Но тут в голове у него мелькнуло: а что, если это все не так, мало ли чего наговорит Поланецкий, и он ухватился за эту мысль, как утопающий за соломинку.
— Что-то я вас не понимаю, — сказал он. — Бог свидетель, скорее я сам погибну, чем Плавицких погублю, и да будет вам известно, что этому господину Машко я с наслаждением шею бы свернул, но если надо, черт с ним, ради Плавицких я даже готов отступиться. Но после инцидента с Машко я сейчас же к пану Ямишу пошел — он в Варшаву на выборы приехал — и все ему выложил. Он сказал, что я выкинул глупость, и отругал меня — что правда, то правда! И будь во мне дело, я рукой бы махнул: что там моя шкура, но коли речь о Плавицких, я уж поступлю, как пан Ямиш скажет, — и будь что будет! Пан Ямиш там же остановился, в гостинице «Саксония».
На том они и расстались, и Гонтовский побрел в гостиницу, кляня на чем свет стоит и Машко, и себя, и Поланецкого. Он догадывался, что Поланецкий не привирает, произошла непоправимая беда: он причинил вред панне Марии, ради которой жизни бы не пожалел.

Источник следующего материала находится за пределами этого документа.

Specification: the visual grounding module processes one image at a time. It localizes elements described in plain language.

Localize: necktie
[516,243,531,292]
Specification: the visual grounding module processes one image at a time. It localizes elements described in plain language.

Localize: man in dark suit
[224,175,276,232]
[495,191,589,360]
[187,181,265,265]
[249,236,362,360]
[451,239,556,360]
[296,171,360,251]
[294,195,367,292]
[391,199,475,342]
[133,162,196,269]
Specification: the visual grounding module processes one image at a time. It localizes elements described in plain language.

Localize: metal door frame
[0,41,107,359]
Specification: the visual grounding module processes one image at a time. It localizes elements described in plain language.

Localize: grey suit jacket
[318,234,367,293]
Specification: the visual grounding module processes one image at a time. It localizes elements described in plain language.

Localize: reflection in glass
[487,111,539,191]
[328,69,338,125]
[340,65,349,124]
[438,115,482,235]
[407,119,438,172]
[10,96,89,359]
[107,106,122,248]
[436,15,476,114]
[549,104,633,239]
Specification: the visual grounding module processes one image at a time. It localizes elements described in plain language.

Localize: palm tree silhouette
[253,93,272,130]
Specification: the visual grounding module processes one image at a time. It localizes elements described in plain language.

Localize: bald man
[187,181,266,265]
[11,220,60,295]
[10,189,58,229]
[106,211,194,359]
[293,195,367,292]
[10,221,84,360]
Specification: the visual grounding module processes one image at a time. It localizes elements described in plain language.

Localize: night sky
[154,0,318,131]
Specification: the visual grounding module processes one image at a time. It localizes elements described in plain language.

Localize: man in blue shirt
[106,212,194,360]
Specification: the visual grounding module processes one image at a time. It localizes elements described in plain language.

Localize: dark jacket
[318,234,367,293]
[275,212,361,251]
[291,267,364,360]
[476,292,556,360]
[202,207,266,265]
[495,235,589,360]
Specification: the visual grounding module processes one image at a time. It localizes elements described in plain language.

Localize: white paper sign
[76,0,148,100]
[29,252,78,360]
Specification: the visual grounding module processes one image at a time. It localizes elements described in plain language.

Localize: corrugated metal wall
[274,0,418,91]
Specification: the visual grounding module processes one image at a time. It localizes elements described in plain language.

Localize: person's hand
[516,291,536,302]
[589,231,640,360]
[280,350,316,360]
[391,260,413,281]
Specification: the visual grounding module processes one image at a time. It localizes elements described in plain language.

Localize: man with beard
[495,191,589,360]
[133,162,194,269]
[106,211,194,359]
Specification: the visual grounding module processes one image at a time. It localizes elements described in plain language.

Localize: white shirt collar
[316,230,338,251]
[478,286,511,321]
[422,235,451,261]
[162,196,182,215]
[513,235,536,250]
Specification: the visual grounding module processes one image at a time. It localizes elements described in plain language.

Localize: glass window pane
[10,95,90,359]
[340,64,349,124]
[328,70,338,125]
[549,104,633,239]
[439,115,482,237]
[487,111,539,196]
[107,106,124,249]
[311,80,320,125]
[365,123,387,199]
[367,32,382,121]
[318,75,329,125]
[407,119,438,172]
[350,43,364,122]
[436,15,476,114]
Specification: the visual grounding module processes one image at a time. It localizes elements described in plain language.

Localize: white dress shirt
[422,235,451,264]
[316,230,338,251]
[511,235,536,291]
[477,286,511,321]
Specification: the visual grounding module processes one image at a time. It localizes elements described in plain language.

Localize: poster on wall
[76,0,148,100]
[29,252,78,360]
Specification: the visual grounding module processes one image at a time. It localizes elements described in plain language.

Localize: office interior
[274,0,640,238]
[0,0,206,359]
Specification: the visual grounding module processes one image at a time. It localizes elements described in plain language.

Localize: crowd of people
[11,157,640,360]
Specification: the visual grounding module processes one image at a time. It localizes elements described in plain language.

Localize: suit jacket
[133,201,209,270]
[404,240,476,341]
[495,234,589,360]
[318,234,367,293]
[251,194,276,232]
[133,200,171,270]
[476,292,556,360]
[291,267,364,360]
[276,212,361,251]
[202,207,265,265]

Если до сих пор у него оставалась некоторая надежда, теперь все кончено: Плавицкий откажет ему от дома; панна Мария выйдет за Поланецкого — разве что сам он не согласится. Но кто же не согласится взять ее в жены? И бедняга понял, что, прийдись ей выбирать, он оказался бы на последнем месте среди претендентов. «Да и что у меня есть! — рассуждал он сам с собой. — Паршивый Ялбжиков, и ничего больше. Ни ума, ни денег. У других хоть знания, а я и не знаю ничего! Другие что-то из себя представляют, а я ровно ничего. Поланецкий и богат, и образован, а что я люблю ее больше, какой от этого прок? Если вместо помощи я, болван, еще ей и навредил…»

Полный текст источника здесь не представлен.